Some Turkish officials also worry that France will renege on the EU visa-free pledge.

But Yenel said if the EU fulfils its promises then Turkey will become more open to pro-European reform.

“If the EU wants to regain the leverage they lost then we have to regain trust. Right now, what the EU says doesn’t have any impact. But if we regain trust, get the accession process moving again, what the EU says will have more weight,” he said.

'Security nightmare'

Russian air strikes in Syria have also given the EU and Turkey common cause, he said.

For Ankara, the strikes are designed to help the Syrian regime, Russia’s main ally in the Middle East, to stay in power, but also to push more refugees to Turkey and the EU in order to stir trouble.

Yenel said that ever since Turkey last year shot down a Russian jet which, it says, violated its airspace, Russian leader Vladimir Putin has been trying “to make life difficult for us”.

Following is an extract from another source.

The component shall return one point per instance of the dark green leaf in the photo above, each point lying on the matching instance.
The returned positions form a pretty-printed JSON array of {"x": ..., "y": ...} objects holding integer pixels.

The Russian strikes have already prompted tens of thousands more people to flee toward Europe.

Many are stuck in Syria after Turkey closed its border. It let in about 7,000 of them, mostly women and children. But security screening uncovered four would-be suicide bombers in the group.

The weekend marked a shaky pause in fighting.

But Yenel said if Syrian-Russian forces end up retaking the city of Aleppo in northern Syria it could create “hundreds of thousands” of extra refugees.

“If we have a huge wave … it would be a security nightmare,” he said.

“If they go into the EU and let’s say that our action plan doesn’t work, then what happens in Europe - shutting down borders, chaos, [German leader Angela] Merkel weakening, losing elections, the right coming back to power?”

Refugee births

The Turkish diplomat gave a snapshot of Syrian refugees in Turkey.

He said 1.2 million of them are under 18 years old and almost half a million are under six years old.

Turkey, in January, passed a law to let refugees take up jobs, with a view to getting Syrian teachers into schools so that Syrian children can study their own curriculum.

The ambassador also said that Syrian women gave birth to 150,000 children in Turkey since the war began five years ago.